Actu-Juridique : Par conséquent, votre action est de plus en plus importante dans les quartiers prioritaires de politique de la ville, comme en Seine-Saint-Denis ?

Grégoire Héaulme : Exactement, en 2022, 35 % des personnes que nous avons financés étaient issues des quartiers prioritaires de la politique de la ville. Il y a un véritable dynamisme autour de l’entrepreneuriat dans les quartiers. Nous constatons une créativité et une débrouillardise à la fois subie et voulue de la part des personnes vivant dans ces territoires. Ils vont être amenés à trouver des solutions face aux difficultés vécues pour s’en sortir. Le bouillonnement d’initiatives et d’idées est donc très fort. Beaucoup de jeunes décident d’entreprendre. En 2022, 36 % des projets soutenus été portés par des personnes de moins de 30 ans, issues des quartiers. Dans ces zones, notre rôle est d’autant plus utile avec des situations d’exclusion plus importantes. Nous faisons donc plus d’effort dans les quartiers pour rendre nos solutions accessibles. Sur les projets des entrepreneurs issus des quartiers, c’est assez varié. Il y a une majorité d’activités commerciales. C’est un tiers des sociétés financées. Progressivement, les services à la personne se développent à hauteur de 28 % des projets accompagnés. En revanche, le transport de personnes et de colis a diminué l’année dernière, après avoir connu un boom important depuis 2017 à travers l’activité VTC.
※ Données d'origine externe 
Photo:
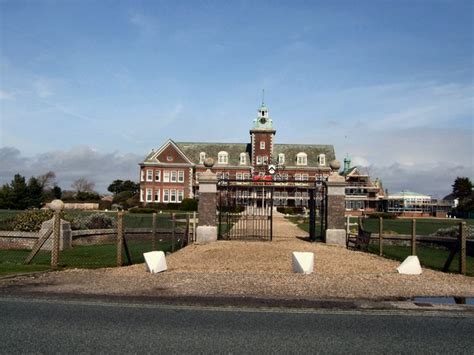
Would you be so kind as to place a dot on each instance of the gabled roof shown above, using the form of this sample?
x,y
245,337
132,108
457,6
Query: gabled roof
x,y
312,151
192,150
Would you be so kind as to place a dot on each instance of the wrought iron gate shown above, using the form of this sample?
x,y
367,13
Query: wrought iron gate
x,y
246,207
245,210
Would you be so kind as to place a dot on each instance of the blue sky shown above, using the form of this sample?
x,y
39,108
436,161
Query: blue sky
x,y
100,83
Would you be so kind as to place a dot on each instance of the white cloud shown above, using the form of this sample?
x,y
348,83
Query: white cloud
x,y
5,95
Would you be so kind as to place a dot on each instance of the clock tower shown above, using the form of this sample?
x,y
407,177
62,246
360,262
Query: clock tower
x,y
261,136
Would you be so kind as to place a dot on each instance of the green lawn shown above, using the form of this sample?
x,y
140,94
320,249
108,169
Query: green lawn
x,y
430,257
94,256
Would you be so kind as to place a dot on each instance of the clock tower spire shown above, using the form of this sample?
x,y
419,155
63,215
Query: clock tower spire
x,y
261,136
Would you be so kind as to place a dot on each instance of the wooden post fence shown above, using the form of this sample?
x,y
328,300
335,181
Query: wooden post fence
x,y
380,236
153,231
56,235
462,247
119,238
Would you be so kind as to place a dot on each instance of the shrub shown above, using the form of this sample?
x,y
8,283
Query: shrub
x,y
189,204
30,221
384,215
142,210
94,221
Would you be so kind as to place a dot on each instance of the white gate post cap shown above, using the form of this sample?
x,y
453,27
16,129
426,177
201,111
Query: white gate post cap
x,y
303,262
155,261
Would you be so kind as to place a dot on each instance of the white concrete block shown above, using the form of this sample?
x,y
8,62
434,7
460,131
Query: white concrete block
x,y
155,261
303,262
410,266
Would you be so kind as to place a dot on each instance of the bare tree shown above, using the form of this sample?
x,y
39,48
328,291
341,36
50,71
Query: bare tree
x,y
83,185
47,180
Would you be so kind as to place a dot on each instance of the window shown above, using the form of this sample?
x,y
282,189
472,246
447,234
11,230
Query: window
x,y
321,159
202,157
243,158
222,158
149,175
281,158
301,159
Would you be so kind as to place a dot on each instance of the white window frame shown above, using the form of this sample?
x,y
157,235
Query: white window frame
x,y
223,158
180,196
149,175
202,157
166,195
243,158
301,159
322,159
281,158
149,195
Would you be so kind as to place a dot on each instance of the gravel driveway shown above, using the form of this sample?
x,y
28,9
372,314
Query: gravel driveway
x,y
261,269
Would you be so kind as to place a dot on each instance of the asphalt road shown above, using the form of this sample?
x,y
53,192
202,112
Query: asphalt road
x,y
41,326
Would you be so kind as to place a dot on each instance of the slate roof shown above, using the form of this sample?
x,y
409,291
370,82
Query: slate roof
x,y
192,150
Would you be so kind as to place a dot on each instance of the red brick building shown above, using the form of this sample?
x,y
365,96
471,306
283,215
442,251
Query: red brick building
x,y
172,172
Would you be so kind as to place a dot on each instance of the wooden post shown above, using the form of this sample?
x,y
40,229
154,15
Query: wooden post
x,y
462,247
119,238
194,226
173,223
153,231
188,228
380,236
56,235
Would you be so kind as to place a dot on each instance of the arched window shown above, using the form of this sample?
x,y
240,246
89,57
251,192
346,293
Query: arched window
x,y
301,159
202,157
243,158
281,158
322,159
222,158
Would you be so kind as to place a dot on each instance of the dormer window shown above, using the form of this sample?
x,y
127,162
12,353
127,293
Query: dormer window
x,y
301,159
202,157
321,159
243,158
281,158
223,158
Actu-Juridique : Vous avez un exemple d’un projet entrepreneurial issu d’un quartier prioritaire de la politique de la ville en Seine-Saint-Denis ?
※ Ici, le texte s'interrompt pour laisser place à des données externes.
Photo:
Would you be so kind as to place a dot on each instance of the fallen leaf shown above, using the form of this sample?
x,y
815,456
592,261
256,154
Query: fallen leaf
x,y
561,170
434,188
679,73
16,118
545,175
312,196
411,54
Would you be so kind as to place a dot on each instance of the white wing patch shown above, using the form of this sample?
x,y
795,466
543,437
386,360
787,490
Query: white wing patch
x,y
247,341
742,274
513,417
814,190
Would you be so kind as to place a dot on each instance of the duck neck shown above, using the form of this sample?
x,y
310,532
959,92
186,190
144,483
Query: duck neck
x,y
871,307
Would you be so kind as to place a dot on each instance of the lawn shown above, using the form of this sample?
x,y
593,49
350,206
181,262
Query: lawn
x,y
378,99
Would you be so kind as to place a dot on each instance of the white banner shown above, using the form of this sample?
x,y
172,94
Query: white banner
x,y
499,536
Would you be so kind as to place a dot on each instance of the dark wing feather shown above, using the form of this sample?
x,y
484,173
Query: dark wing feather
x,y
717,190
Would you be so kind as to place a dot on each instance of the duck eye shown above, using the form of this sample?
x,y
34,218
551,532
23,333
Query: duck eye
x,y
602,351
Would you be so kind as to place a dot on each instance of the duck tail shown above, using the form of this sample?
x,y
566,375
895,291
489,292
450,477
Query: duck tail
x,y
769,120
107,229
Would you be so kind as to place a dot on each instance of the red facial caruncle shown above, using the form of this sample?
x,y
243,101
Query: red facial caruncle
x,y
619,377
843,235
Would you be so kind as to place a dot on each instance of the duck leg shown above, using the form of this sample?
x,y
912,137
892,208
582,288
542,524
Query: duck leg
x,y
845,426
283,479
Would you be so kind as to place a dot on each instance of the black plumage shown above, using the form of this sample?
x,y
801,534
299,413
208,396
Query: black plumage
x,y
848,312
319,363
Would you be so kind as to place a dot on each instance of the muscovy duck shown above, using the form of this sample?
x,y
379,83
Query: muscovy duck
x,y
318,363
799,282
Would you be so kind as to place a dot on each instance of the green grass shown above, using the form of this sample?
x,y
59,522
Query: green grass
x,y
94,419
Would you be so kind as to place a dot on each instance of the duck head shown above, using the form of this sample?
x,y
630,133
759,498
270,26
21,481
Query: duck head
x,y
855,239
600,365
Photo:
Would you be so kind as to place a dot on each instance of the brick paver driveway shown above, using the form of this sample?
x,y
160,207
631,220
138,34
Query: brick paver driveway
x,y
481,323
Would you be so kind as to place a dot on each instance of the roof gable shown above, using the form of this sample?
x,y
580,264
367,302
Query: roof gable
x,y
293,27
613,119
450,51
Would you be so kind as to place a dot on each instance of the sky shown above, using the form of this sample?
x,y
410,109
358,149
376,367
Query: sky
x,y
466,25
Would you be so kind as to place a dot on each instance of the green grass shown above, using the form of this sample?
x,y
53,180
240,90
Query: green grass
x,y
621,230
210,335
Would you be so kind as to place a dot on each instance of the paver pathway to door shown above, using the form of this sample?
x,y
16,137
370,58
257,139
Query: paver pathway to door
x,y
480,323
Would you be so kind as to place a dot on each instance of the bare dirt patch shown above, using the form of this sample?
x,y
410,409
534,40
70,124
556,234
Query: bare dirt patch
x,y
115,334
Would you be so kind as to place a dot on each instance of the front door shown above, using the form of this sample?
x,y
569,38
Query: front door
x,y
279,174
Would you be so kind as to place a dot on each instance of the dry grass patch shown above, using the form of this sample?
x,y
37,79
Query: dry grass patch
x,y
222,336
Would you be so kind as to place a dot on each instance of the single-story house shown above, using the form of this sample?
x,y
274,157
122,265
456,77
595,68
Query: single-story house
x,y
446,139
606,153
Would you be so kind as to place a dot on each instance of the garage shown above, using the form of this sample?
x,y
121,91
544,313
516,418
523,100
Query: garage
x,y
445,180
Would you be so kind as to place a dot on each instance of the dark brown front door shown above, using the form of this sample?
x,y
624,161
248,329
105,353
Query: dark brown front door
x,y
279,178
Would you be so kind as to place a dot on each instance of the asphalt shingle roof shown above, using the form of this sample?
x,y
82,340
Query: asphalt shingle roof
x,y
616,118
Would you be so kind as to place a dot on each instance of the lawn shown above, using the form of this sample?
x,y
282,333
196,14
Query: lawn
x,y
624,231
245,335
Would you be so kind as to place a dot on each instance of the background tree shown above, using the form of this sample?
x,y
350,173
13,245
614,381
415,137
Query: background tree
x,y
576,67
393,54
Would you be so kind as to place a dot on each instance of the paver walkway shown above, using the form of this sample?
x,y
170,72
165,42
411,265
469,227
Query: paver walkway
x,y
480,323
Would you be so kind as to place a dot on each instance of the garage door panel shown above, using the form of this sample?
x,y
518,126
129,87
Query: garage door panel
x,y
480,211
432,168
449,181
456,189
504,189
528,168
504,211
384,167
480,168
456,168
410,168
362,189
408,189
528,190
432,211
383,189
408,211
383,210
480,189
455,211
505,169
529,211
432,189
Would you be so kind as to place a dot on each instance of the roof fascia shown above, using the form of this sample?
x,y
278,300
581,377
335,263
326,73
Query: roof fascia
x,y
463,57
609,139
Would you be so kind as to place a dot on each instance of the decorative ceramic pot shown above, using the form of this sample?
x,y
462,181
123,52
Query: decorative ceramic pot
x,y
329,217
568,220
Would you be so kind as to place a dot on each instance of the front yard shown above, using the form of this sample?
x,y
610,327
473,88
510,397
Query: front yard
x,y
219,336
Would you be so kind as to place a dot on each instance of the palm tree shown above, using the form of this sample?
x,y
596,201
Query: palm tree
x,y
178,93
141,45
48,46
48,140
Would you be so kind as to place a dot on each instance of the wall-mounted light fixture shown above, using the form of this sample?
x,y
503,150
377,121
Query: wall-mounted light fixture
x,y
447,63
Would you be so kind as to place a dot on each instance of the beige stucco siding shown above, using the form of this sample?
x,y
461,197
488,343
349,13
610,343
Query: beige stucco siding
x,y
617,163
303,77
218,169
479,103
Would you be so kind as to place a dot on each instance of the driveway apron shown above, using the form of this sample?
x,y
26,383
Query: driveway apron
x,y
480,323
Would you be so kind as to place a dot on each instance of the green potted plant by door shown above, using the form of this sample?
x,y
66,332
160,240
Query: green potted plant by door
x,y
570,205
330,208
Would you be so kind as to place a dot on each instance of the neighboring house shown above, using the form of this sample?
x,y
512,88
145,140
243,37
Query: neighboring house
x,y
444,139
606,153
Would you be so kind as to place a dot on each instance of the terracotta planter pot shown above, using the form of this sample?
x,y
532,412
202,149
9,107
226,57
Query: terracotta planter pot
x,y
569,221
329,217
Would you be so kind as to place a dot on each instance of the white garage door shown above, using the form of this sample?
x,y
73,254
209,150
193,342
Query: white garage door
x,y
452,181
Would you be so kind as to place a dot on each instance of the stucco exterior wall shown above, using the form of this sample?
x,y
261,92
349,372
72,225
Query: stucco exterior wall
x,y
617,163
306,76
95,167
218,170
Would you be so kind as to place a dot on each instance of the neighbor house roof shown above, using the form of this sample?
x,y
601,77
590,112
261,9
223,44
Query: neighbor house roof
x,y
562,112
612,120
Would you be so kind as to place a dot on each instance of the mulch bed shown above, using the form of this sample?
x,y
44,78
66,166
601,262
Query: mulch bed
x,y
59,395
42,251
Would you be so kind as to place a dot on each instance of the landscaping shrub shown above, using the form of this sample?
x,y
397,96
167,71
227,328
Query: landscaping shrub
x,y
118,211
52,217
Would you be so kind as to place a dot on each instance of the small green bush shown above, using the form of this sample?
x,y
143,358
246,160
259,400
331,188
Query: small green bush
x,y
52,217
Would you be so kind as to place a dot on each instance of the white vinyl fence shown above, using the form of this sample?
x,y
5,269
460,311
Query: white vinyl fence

Grégoire Héaulme : Au sein de l’agence de Clichy Montfermeil, j’ai croisé deux jeunes de 28 et 31 ans qui voulaient s’associer pour créer une entreprise de BTP. Ce projet s’inscrit dans le cadre d’une reconversion. L’un des deux était éducateur social de jeunes enfants pendant quelques années. L’autre exerçait déjà dans le BTP en tant que salarié. Ils sont donc venus au sein de l’agence de l’Adie pour bénéficier d’aide dans leurs démarches avec un besoin de financement pour acheter du matériel et un utilitaire.

Actu-Juridique : Quels conseils pouvez-vous donner à une personne qui hésite à se lancer pour entreprendre ?
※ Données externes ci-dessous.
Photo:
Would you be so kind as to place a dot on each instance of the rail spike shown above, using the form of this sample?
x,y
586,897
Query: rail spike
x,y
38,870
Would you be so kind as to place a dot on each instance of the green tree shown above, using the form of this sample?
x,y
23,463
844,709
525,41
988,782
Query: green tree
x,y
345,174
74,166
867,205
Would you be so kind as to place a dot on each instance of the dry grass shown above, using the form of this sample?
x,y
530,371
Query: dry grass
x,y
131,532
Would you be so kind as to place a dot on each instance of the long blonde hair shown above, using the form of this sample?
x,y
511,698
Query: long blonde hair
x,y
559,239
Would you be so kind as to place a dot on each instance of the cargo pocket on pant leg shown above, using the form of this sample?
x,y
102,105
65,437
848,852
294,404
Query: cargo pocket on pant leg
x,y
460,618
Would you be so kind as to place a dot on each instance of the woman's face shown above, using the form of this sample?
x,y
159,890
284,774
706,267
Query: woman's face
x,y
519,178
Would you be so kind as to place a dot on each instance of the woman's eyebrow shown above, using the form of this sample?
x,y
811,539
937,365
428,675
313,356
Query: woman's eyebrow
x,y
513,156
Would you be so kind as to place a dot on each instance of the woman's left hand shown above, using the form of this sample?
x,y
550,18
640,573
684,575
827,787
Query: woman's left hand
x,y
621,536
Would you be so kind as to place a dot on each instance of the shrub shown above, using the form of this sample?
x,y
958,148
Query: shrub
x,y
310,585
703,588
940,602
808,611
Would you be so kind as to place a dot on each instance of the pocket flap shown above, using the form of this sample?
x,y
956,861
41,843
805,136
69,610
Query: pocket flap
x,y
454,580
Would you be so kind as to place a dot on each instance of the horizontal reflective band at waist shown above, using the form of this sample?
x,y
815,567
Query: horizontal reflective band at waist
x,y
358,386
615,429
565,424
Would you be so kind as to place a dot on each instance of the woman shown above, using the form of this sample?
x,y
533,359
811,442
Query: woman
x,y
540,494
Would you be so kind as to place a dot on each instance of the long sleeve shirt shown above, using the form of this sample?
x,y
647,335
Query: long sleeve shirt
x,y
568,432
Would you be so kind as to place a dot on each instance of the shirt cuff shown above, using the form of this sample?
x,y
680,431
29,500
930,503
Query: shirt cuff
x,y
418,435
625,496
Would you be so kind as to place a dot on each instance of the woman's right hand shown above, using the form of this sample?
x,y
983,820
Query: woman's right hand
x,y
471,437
Grégoire Héaulme : D’abord, cette personne doit se lancer et foncer mais pas la tête baissée. Elle doit penser à se faire accompagner. Il existe de nombreuses structures et associations d’accompagnement à l’entrepreneuriat. Chacun a ses spécificités pour permettre à ceux qui souhaitent entreprendre de le faire dans les meilleures conditions possibles en sécurisant leur démarche et leur parcours. Il faut donc se lancer mais pas seul. Il faut s’entourer le plus possible. Ensuite, sur le fond, il faut bien préciser son idée d’entreprise et son activité. Concrètement, c’est nécessaire de définir les services ou les produits qui vont être proposés et de déterminer la clientèle. Ensuite, la réflexion sur l’aspect organisationnel peut commencer à propos des fournisseurs et des potentiels partenaires. Pour résumer, il faut faire un business plan. Mais je n’aime pas beaucoup ce terme car cela peut être un frein pour de nombreuses personnes. L’idée est vraiment de déterminer le fonctionnement de l’entreprise sans passer forcément par un gros dossier et des tableaux chiffrés.